La costilla ancha, sin duda. Es la reina de mi parrilla y la que define mi estilo. Cocinada por al menos seis horas, se convierte en una carne tierna, jugosa, con una profundidad de sabor que solo se logra con tiempo y fuego controlado.
— ¿Qué acompañamientos son infaltables en tu mesa?
Las mollejitas y las morcillas. Son esenciales. Le dan un contraste y una sofisticación que complementan perfectamente la costilla. Para mí, no se trata de cantidad sino de elegir bien y darle su tiempo a cada cosa.
— ¿Tenés alguna influencia en cuanto a técnica?
Sí, Óscar Meza. Su enfoque sobre las cocciones lentas y precisas me inspiró mucho. Empecé a estudiar sus métodos, adaptar tiempos y probar combinaciones. Es una referencia que respeto y me sigue motivando a perfeccionar lo que hago.
— ¿Qué lugar ocupan las verduras en tu parrilla?
En mi caso, ninguno. Prefiero centrarme en la carne y los acompañamientos tradicionales. Para mí, la experiencia del asado es 100% cárnica. No es una cuestión de exclusión, sino de preferencia.
Para Diego Picagua, la lección más grande que dejó la pandemia no se midió en días, sino en brasas. Frente a la parrilla, encontró un espacio para experimentar, reconectar con lo esencial y transformar un corte de carne en una experiencia que se cocina a fuego lento, pero se recuerda por mucho tiempo. Su método es simple: tiempo, técnica y respeto por el proceso. El resultado, siempre, habla por sí solo.
“El asado es una historia de paciencia.

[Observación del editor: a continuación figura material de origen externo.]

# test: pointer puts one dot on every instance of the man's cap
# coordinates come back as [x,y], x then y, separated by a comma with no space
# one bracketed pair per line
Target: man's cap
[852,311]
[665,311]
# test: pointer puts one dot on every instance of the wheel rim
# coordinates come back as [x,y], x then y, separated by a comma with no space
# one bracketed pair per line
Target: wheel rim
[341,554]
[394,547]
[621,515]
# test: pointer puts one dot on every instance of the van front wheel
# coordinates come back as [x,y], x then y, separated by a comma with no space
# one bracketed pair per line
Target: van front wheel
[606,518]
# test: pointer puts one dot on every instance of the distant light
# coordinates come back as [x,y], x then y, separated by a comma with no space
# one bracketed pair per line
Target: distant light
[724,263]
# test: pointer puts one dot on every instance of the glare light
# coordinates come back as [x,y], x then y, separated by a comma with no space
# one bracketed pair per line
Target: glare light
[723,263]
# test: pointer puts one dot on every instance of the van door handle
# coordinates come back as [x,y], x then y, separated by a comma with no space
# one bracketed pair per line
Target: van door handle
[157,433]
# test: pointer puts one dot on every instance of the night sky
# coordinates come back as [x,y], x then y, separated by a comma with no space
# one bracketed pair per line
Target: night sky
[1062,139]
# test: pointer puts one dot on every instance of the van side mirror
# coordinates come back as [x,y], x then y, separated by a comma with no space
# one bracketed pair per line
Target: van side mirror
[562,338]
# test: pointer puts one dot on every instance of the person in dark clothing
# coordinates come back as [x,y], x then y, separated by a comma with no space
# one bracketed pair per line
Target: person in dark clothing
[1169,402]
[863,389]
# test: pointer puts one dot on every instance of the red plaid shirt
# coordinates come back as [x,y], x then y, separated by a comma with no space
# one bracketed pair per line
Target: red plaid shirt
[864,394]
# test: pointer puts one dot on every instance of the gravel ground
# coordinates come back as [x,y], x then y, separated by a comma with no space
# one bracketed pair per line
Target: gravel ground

Cada corte necesita su tiempo, y yo aprendí a disfrutar ese proceso.”
Consejos del maestro del fuego lento, para quienes buscan asar con técnica, precisión y sabor.
Cociná con tiempo, no con apuro
Una buena costilla ancha necesita al menos 6 horas a fuego lento. El secreto es la constancia y no romper el proceso
Elegí cortes nobles y
acompañamientos clásicos
Mollejitas y morcillas bien hechas realzan la experiencia. No busques cantidad: buscá carácter.
Fuego bajo, brasas controladas
No dejes que el fuego te apure. La clave es la estabilidad del calor y la paciencia para girar y observar cada etapa.